Warunki do plażowania są tu niezłe, ale nie po to tu przyjechaliśmy. Mieliśmy już wcześniej wakacje. Turniej jest długi, na razie nie jest wyczerpujący, ale wiemy, że ta energia będzie nam później potrzebna, więc staramy się jak najwięcej odpoczywać - powiedział Artur Szalpuk.
Leżenie w pokoju i odpoczywanie - te słowa właśnie najczęściej powtarzają podopieczni Vitala Heynena na pytanie o metody spędzania czasu poza meczami i treningami.
Oglądanie filmów i seriali, czytanie książek i drzemki - wyliczał Szalpuk kolejne zajęcia, do których przyzwyczaili kibiców sportowcy podczas dni przerwy.
Heynen na samym początku pobytu w Złotych Piaskach zamieścił w sieci zdjęcie z plażą oraz leżakami w tle i napisał, że ma nadzieję, iż nie spotka na nich swoich zawodników. Ci tylko w żartach wspominają więc, że wylegują się na piasku i kąpią w morzu. Już na poważnie Mateusz Bieniek zaznaczył, siatkarze mają pozwolenie tylko na krótkie, 15-minutowe wyjścia poza hotel.
Wśród kadrowiczów są miłośnicy gry w karty. Do tego grona zalicza się Michał Kubiak.
Czy gramy na pieniądze? To bardzo niedobre pytanie. Nawet gdybyśmy grali, to nie mógłbym tego powiedzieć. Kiedyś graliśmy w pokera, ale zaniechaliśmy. Teraz w trzy-pięć-osiem i tysiąca - wyliczał kapitan biało-czerwonych.
Dużą popularnością cieszą się obecnie wśród polskich zawodników także gry planszowe i inne gry towarzyskie.
W tym sezonie zaistniały takie propozycje spędzania czasu. Bawimy się np. w odgrywanie ról. Półtorej, czasem dwie godziny spędzamy w takiej superatmosferze. Wszyscy się bawią, rozładowujemy emocje i jest to naprawdę fajny sposób na spędzanie wolnego czasu, którego bywa naprawdę dużo - zapewnił Piotr Nowakowski.
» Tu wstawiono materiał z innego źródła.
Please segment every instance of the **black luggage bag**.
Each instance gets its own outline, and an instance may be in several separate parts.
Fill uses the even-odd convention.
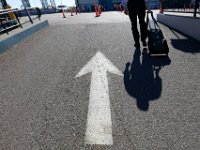
[[[149,14],[151,14],[151,18],[153,20],[154,29],[151,28],[151,23],[149,21]],[[148,48],[149,48],[149,55],[151,54],[166,54],[169,53],[169,47],[167,45],[167,41],[163,36],[163,33],[153,16],[152,11],[147,11],[147,24],[149,26],[148,31]]]

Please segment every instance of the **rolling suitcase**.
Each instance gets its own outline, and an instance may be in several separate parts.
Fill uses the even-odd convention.
[[[151,23],[149,21],[149,14],[151,14],[151,18],[153,20],[154,29],[151,27]],[[163,36],[163,33],[158,25],[156,19],[153,16],[152,11],[147,11],[147,25],[149,26],[148,31],[148,48],[149,55],[151,54],[166,54],[169,53],[169,47],[167,45],[167,41]]]

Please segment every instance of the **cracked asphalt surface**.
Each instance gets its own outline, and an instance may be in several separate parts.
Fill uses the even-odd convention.
[[[149,57],[122,13],[43,17],[0,55],[0,149],[200,149],[199,42],[161,25],[169,58]],[[91,74],[74,78],[98,51],[124,73],[108,73],[112,146],[85,145]]]

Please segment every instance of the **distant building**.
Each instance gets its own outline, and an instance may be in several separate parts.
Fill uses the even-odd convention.
[[[82,11],[94,11],[94,5],[102,5],[105,10],[113,10],[114,4],[120,4],[122,0],[75,0],[75,4]]]
[[[31,7],[29,0],[21,0],[24,7]]]
[[[51,6],[52,6],[52,7],[54,7],[54,8],[56,7],[55,0],[50,0],[50,3],[51,3]]]
[[[41,4],[42,4],[42,8],[43,9],[47,9],[48,8],[48,1],[47,0],[40,0]]]

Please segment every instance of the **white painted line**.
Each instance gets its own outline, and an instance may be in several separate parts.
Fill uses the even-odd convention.
[[[75,78],[89,72],[92,72],[92,80],[85,144],[112,145],[112,121],[107,72],[123,75],[101,52],[97,52]]]

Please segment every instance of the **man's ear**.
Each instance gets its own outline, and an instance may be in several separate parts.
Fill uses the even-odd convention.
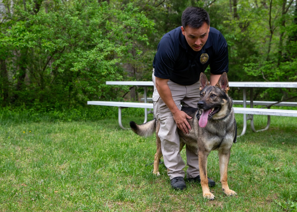
[[[185,35],[185,28],[182,26],[181,26],[181,32],[183,35]]]
[[[221,90],[223,90],[225,93],[227,94],[228,93],[228,91],[230,89],[228,82],[227,73],[226,72],[224,72],[219,79],[219,81],[218,81],[216,86]]]
[[[209,82],[208,81],[207,77],[206,77],[205,75],[202,72],[200,73],[200,78],[199,80],[200,82],[200,91],[205,88],[206,86],[209,85]]]

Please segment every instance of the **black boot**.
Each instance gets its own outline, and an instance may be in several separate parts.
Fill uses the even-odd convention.
[[[183,190],[187,187],[182,177],[176,177],[170,180],[170,184],[176,190]]]

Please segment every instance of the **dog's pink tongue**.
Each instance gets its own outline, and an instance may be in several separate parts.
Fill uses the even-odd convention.
[[[209,113],[210,110],[203,110],[202,114],[200,116],[199,119],[199,126],[201,127],[205,127],[207,124],[207,120],[208,118],[208,114]]]

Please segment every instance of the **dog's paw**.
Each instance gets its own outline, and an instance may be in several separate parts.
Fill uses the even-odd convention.
[[[233,190],[231,190],[230,189],[223,189],[223,190],[224,191],[224,192],[227,196],[236,196],[237,194],[236,193],[236,192]]]
[[[214,200],[214,195],[211,193],[204,194],[203,194],[203,197],[204,198],[208,199],[209,200]]]
[[[154,171],[153,172],[153,173],[157,175],[157,177],[160,176],[160,172],[159,172],[159,170],[157,171]]]

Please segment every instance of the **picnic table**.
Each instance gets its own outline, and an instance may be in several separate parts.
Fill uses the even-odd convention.
[[[143,87],[144,88],[144,103],[142,102],[104,102],[102,101],[89,101],[88,105],[104,105],[110,106],[117,106],[119,107],[119,123],[120,126],[123,129],[125,128],[121,123],[121,112],[122,108],[129,107],[140,107],[145,108],[145,119],[144,123],[147,120],[147,109],[151,109],[153,107],[152,103],[148,102],[148,99],[151,99],[148,98],[147,94],[147,88],[153,86],[153,82],[151,81],[107,81],[107,85],[115,85],[135,86],[139,87]],[[277,116],[297,117],[297,110],[291,110],[272,109],[266,108],[257,108],[253,107],[254,105],[269,105],[271,103],[277,103],[277,102],[267,102],[263,101],[253,101],[253,88],[297,88],[297,82],[229,82],[229,86],[230,87],[237,87],[242,89],[243,91],[243,100],[234,100],[236,104],[242,104],[243,107],[233,107],[234,112],[236,113],[243,114],[243,127],[242,131],[240,135],[244,134],[247,126],[247,121],[251,120],[251,127],[252,130],[255,132],[263,131],[268,129],[270,123],[270,116]],[[250,100],[247,99],[247,89],[250,91]],[[297,102],[286,102],[286,105],[290,106],[297,106]],[[249,107],[247,107],[247,105],[249,105]],[[281,105],[278,104],[277,105]],[[268,116],[267,124],[266,127],[263,129],[256,130],[254,124],[254,115],[266,115]]]

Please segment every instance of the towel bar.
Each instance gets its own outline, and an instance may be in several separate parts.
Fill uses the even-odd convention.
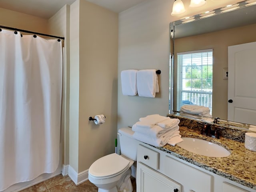
[[[104,116],[104,117],[105,117],[105,118],[106,118],[106,116]],[[92,117],[90,117],[89,118],[89,121],[94,121],[94,120],[97,120],[96,119],[94,119],[93,118],[92,118]]]
[[[158,70],[157,71],[156,71],[156,74],[158,74],[158,75],[161,74],[161,70]]]
[[[94,119],[92,117],[90,117],[89,118],[89,121],[94,121],[94,120],[96,120],[96,119]]]

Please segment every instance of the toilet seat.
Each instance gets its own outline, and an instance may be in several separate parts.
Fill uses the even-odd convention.
[[[128,170],[130,161],[120,155],[112,153],[99,158],[89,168],[91,176],[96,179],[113,177]]]

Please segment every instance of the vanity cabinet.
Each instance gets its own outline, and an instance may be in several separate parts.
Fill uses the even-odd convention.
[[[137,192],[181,191],[180,184],[142,163],[137,164]]]
[[[256,192],[143,143],[138,148],[136,185],[137,192]]]

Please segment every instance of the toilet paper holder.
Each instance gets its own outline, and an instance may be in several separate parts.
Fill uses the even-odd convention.
[[[104,116],[104,117],[105,117],[105,118],[106,118],[106,116]],[[92,117],[90,117],[89,118],[89,121],[94,121],[94,120],[96,120],[96,119],[94,119],[94,118],[92,118]]]

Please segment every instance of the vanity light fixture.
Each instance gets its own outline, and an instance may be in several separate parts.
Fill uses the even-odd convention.
[[[195,20],[195,17],[186,17],[185,18],[181,19],[181,20],[182,21],[182,23],[188,23]]]
[[[206,11],[204,13],[202,13],[199,15],[200,18],[205,18],[206,17],[212,16],[215,14],[215,11]]]
[[[184,7],[184,4],[182,0],[175,0],[172,6],[172,12],[171,15],[176,16],[182,13],[183,13],[186,11]]]
[[[194,8],[202,6],[205,4],[205,0],[191,0],[190,8]],[[172,6],[172,12],[171,14],[176,16],[185,12],[186,10],[182,0],[174,0]]]
[[[256,0],[248,0],[246,1],[245,2],[247,3],[247,4],[245,5],[246,6],[249,6],[256,4]]]
[[[205,0],[191,0],[190,8],[197,8],[205,4]]]
[[[238,3],[233,5],[228,5],[226,7],[220,8],[220,10],[222,10],[221,12],[226,12],[239,8],[238,5],[239,4]]]

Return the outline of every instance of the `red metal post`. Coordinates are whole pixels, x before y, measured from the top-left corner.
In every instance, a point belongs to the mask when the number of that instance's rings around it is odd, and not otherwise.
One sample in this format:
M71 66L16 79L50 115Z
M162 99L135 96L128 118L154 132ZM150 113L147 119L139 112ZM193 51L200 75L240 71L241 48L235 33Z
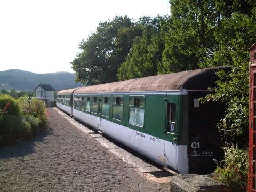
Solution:
M249 141L247 191L256 192L256 43L250 49Z

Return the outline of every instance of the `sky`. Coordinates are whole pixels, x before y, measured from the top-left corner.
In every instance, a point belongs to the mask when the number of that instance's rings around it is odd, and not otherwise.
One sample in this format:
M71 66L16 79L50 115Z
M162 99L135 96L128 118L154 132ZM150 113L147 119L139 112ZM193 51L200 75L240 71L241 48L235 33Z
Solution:
M0 71L75 73L79 44L100 22L170 14L169 0L0 1Z

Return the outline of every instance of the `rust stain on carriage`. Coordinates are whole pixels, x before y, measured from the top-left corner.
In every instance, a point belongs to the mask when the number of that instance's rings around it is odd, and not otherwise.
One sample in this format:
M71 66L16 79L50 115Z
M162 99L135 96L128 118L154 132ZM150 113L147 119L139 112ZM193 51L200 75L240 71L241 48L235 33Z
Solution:
M216 70L225 70L225 69L229 70L230 68L228 67L217 67L185 71L71 89L61 91L58 93L67 94L71 93L74 92L74 93L79 94L84 93L109 93L147 91L175 91L180 90L182 89L196 89L197 87L199 87L199 85L194 85L190 82L192 79L197 79L198 78L203 79L203 80L201 81L201 85L200 85L202 89L202 84L204 84L209 77L209 72L210 72L211 76L215 76L215 71ZM212 79L211 79L211 81L212 81ZM205 87L205 89L207 88L207 87Z

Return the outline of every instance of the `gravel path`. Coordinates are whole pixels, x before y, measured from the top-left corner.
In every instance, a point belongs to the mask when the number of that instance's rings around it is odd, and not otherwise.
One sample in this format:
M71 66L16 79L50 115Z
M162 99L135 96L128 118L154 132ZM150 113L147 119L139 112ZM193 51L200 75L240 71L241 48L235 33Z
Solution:
M170 191L47 110L50 132L0 147L0 191Z

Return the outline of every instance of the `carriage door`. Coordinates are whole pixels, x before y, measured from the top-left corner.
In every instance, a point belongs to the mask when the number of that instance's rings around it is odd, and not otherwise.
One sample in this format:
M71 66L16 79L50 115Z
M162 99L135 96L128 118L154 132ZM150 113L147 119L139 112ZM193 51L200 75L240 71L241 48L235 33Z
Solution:
M177 132L177 104L171 99L165 99L166 102L166 127L164 131L165 143L164 157L167 164L177 167L176 134Z
M248 191L256 191L256 43L250 48L249 51Z
M99 130L101 130L101 98L99 97L98 97L98 126Z

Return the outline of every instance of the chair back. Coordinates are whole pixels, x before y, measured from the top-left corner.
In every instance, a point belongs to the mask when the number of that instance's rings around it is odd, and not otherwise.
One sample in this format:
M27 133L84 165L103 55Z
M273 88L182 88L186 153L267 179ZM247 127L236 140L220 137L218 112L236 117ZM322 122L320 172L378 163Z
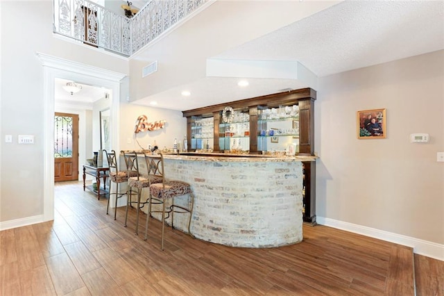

Heynen słynie z tego, że dba o to, by treningi jego siatkarzy nie były nudne. Organizacją czasu wolnego i wypełnianiem go różnorakimi aktywnościami się jednak nie zajmuje.
Choć może powinienem, bo tak naprawdę nie wiadomo przecież jak długo zostaniemy w tej imprezie. Może przegramy trzy kolejne mecze i wrócimy do domu po pierwszej fazie i ta świeżość nie będzie tak potrzebna? Ale tak na poważnie, to na ten moment jest to ważne, by nie brać na siebie zbyt wiele aktywności. Spacer, wywiady, krótki trening i odpoczynek ciała i ducha - tak wygląda nasz plan na spędzanie wolnego czasu - zaznaczył szkoleniowiec biało-czerwonych.